Section 6 Estimating Coefficients Simultaneously

In section 5, we learnt how to construct confidence intervals and hypothesis tests for individual regression coefficients using the \(t\)-distribution. However, as noted there, it would be unwise to apply that procedure to test multiple coefficients on the same data. In this section we will study how to assess the uncertainty in two or more regression coefficients simultaneously. This is needed since the estimates for different coefficients will usually not be independent.

6.1 Linear Combinations of Coefficients

As a general setup which allows to describe which coefficients we are interested in, we consider the image \(K\beta\), where \(K \in \mathbb{R}^{k \times (p+1)}\) with \(k \leq p+1\).

Example 6.1 If \(p = 3\) and \[\begin{equation*} K = \begin{pmatrix} 0 & 1 & 0 & 0 \\ 0 & 0 & 1 & 0 \end{pmatrix}, \end{equation*}\] then \[\begin{equation*} K\beta = \begin{pmatrix} 0 & 1 & 0 & 0 \\ 0 & 0 & 1 & 0 \end{pmatrix} \begin{pmatrix} \beta_0 \\ \beta_1 \\ \beta_2 \\ \beta_3 \end{pmatrix} = \begin{pmatrix} \beta_1 \\ \beta_2 \end{pmatrix}. \end{equation*}\] Thus, this choice of \(K\) would be appropriate if we are interested in \(\beta_1\) and \(\beta_2\) only.

The setup allows for more general questions than just selecting components of \(\beta\). We can also derive statements about linear combinations of the \(\beta_i\), e.g. we will be able to derive confidence intervals for quantities like \(\beta_1 - \beta_2\).

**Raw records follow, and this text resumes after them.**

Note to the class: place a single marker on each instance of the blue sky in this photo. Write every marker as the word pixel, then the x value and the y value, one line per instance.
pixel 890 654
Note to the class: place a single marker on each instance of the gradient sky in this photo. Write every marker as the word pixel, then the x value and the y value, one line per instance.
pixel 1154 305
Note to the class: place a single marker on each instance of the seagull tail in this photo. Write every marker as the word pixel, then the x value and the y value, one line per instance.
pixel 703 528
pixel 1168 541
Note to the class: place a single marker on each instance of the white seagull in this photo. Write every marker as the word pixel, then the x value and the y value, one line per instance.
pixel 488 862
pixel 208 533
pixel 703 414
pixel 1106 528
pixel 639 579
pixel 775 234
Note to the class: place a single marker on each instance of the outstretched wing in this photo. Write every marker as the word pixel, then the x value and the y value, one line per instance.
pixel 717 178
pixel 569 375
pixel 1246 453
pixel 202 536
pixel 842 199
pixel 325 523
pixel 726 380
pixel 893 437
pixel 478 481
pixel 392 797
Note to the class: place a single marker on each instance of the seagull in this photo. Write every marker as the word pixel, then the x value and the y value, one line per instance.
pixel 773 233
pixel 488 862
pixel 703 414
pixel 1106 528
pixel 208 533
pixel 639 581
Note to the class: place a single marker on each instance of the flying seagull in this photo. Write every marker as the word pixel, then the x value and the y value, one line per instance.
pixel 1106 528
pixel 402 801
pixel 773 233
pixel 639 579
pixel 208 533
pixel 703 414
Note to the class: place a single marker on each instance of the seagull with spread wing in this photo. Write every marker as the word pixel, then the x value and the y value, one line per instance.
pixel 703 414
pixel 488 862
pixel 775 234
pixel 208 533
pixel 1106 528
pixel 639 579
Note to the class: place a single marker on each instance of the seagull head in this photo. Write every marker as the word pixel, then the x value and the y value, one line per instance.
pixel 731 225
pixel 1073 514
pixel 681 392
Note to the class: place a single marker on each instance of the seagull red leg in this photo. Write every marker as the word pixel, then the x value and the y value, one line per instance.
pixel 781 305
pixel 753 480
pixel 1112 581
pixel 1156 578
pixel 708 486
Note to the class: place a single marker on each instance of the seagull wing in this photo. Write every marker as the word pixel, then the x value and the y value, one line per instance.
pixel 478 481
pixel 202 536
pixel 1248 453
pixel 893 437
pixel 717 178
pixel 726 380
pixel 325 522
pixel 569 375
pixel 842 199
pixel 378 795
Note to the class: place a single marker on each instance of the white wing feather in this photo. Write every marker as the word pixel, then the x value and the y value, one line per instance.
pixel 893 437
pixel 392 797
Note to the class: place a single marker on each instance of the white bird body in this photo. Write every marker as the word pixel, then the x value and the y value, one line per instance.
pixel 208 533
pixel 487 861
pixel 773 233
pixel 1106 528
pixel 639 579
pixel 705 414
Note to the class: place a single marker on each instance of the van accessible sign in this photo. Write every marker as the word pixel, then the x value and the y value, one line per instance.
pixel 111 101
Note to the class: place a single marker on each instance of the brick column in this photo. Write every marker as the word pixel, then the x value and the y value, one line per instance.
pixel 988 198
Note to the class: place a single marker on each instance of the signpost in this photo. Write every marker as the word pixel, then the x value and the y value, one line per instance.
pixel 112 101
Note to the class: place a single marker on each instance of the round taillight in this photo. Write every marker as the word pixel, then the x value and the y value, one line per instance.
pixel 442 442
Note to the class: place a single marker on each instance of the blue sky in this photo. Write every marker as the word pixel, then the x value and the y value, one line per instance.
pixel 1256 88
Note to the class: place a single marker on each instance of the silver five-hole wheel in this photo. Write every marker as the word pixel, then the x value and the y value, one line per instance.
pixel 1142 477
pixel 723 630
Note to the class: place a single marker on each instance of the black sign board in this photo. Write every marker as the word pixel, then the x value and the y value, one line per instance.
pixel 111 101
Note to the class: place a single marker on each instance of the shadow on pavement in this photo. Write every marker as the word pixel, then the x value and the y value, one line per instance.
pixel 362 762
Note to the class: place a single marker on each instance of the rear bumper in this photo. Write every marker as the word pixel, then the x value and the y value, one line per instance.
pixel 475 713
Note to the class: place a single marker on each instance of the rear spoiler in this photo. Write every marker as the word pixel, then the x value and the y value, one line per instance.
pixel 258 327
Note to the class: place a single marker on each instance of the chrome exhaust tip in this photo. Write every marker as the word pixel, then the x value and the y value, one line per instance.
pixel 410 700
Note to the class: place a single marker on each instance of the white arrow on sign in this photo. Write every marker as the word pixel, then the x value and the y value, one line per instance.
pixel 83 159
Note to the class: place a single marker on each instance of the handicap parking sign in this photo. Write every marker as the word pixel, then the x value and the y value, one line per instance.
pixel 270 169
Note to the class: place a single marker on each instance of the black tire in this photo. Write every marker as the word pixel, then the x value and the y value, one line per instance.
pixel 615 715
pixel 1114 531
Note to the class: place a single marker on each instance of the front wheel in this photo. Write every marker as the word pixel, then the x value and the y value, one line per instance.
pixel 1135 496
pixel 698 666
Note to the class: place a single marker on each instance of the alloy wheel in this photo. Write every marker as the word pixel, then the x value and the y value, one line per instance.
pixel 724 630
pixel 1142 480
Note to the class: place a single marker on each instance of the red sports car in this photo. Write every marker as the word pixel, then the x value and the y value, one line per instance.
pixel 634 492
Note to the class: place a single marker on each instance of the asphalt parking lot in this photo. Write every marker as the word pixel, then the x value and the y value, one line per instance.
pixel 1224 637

Since \(\hat\beta\) is an estimator for \(\beta\), we can use \(K\hat\beta\) as an estimator for \(K\beta\). From lemma 4.1 we know that \(\hat\beta \sim \mathcal{N}\bigl( \beta, \sigma^2 (X^\top X)^{-1} \bigr)\) and thus we get \[\begin{equation*} K\hat\beta \sim \mathcal{N}\bigl( K \beta, \sigma^2 K (X^\top X)^{-1} K^\top \bigr). \end{equation*}\]

Given an invertible, positive definite matrix \(Q\), we define the shorthand notation \[\begin{equation*} \| v \|_Q^2 := v^\top Q^{-1} v. \end{equation*}\] This is called the Mahalanobis norm when \(Q\) is a covariance matrix. Using this notation for \(Q = K(X^\top X)^{-1} K^\top\), we define \[\begin{equation} F := \frac{\bigl\| K \hat\beta - K \beta \bigr\|_{K(X^\top X)^{-1} K^\top}^2} {k \hat\sigma^2} \tag{6.1} \end{equation}\] as a measure for the distance between \(K\hat\beta\) and \(K\beta\). This quantity plays the role of \(T\) (or more precisely, \(T^2\)) from the previous section. We also need to introduce the \(F\)-distribution, which will take the place of the \(t\)-distribution from the previous section.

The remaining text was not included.